Retries are designed to improve reliability. Under stress, they do the opposite.
When a system slows down, retry logic increases load. Increased load slows the system further. This feedback loop collapses capacity.
A request fails. The client retries.
If the failure was transient, the retry succeeds.
But if the failure was caused by overload, the retry increases overload.
Reliability logic becomes a load amplifier.
Reference: AWS Builders Library – Timeouts, Retries, and Backoff with Jitter
Assume:
System is stable.
Utilization = 80%.
In queueing theory terms (M/M/1 approximation):
ρ = λ / μ
ρ = 8000 / 10000 = 0.8
As utilization approaches 1, latency increases non-linearly.
Now assume 5% of requests timeout due to latency spike.
8,000 × 5% = 400 retries per second
Effective traffic becomes:
8,000 + 400 = 8,400 RPS
Utilization:
ρ = 8400 / 10000 = 0.84
Latency increases.

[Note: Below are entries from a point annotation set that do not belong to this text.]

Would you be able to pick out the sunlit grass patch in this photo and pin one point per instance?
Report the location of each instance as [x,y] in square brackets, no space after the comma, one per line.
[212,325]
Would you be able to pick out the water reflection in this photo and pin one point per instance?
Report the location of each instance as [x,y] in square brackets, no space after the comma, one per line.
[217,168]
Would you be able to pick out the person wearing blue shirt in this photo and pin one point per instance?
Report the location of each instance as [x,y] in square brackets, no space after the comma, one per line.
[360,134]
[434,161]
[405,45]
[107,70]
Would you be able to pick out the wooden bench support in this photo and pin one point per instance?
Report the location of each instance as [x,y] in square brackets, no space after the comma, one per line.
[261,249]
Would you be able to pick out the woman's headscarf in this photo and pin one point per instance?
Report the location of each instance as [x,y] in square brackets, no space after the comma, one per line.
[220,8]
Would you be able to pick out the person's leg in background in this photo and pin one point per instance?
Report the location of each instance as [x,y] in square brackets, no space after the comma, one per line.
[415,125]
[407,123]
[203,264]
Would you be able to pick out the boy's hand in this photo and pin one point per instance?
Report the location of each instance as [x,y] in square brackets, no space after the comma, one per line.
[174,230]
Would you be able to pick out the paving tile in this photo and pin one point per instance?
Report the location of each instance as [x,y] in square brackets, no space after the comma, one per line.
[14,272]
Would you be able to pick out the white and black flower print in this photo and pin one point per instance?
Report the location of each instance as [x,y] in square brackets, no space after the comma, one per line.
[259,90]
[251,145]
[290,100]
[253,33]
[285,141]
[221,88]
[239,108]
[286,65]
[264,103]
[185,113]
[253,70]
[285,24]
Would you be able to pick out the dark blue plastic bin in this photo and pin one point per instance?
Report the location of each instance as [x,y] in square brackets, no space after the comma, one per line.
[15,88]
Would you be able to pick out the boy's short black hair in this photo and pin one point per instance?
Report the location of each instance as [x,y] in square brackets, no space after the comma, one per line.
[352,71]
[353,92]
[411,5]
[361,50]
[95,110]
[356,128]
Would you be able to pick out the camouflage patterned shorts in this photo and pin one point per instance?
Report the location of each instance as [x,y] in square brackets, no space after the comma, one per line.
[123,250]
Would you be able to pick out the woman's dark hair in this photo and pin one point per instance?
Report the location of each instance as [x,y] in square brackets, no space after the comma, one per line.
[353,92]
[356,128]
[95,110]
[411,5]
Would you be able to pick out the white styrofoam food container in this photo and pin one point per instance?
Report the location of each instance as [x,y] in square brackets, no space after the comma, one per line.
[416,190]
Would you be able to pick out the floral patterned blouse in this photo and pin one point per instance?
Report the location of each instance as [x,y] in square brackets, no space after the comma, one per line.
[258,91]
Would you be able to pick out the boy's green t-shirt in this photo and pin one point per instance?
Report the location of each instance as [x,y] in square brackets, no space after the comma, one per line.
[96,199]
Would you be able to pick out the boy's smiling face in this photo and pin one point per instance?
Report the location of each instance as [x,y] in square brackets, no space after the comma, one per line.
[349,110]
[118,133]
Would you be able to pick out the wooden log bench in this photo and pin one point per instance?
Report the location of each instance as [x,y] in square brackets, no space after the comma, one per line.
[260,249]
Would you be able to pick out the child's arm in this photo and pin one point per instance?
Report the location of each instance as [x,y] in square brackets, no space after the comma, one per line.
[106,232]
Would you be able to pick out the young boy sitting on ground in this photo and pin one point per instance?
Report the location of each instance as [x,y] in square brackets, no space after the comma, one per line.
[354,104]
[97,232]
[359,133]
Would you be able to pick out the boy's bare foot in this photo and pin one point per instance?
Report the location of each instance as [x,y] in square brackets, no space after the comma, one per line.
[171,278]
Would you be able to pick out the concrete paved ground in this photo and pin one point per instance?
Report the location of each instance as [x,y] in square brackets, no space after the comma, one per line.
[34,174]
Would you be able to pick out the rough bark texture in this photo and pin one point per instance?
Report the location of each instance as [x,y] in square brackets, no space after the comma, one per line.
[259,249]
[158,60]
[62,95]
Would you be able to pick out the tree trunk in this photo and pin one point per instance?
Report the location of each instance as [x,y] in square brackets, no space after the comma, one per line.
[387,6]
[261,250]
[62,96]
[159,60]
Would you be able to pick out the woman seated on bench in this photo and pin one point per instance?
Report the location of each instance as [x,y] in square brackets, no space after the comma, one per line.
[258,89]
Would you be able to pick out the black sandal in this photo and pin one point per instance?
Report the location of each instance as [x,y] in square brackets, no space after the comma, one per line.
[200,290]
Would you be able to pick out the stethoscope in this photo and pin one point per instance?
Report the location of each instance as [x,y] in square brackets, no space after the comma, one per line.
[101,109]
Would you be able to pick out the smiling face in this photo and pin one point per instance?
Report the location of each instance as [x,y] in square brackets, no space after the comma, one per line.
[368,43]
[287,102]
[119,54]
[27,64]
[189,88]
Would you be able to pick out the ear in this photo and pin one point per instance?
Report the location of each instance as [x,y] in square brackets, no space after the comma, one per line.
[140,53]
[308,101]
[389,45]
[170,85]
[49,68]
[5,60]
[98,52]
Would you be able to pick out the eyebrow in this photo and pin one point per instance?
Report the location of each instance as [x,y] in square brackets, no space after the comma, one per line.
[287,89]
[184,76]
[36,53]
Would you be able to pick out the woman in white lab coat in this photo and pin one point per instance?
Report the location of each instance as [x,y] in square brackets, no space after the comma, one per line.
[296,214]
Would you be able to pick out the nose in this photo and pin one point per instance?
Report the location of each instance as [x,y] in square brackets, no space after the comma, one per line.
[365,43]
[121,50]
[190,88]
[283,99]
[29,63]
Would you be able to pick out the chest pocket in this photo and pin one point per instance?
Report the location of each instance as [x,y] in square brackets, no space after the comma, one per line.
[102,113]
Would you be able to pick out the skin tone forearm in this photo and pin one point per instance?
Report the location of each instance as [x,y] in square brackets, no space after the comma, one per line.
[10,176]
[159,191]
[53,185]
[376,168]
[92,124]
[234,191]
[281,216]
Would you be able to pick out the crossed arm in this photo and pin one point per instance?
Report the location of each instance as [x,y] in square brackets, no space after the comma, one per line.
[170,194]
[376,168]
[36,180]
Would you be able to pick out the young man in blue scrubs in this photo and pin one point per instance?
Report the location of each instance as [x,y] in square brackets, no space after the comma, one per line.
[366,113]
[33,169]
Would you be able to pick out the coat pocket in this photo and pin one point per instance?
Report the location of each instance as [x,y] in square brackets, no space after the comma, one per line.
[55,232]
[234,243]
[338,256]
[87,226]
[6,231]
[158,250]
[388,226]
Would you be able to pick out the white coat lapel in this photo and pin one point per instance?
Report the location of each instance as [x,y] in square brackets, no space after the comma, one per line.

More requests exceed timeout.
Suppose timeout rate increases to 10%.
8,000 × 10% = 800 retries
Effective load = 8,800 RPS
ρ = 0.88
Positive feedback loop.
Retries target slow requests. Slow requests are usually P95 or P99.
That means retries amplify tail latency pressure, not average latency.
Google SRE notes that tail latency dominates user experience.
Reference: Google SRE – Handling Overload
Now add:
Worst-case multiplier:
Original: 8,000 RPS
1st retry: 8,000
2nd retry: 8,000
3rd retry: 8,000
Total potential = 32,000 RPS
A system built for 10,000 RPS now receives 32,000.
Collapse is deterministic.
In an M/M/1 queue, average response time:
W = 1 / (μ - λ)
If:
μ = 10000
λ = 9500
W = 1 / (500) = small
If λ increases to 9900:
W = 1 / (100)
5× worse latency from a 4% load increase.
Retries accelerate this non-linear region.
1. Exponential Backoff
delay = base * 2^attempt
2. Add Jitter
delay = random(0, base * 2^attempt)
3. Circuit Breaker
Stop sending traffic when failure threshold is exceeded.
4. Retry Budgets
Limit total retries as percentage of baseline traffic.
Reference: Google SRE – Cascading Failures
Retries are not free.
Under normal conditions, they improve reliability. Under stress, they multiply traffic.
Systems do not collapse because of a single failure. They collapse because feedback loops amplify load.
Retry logic is a load amplifier. Design it like one.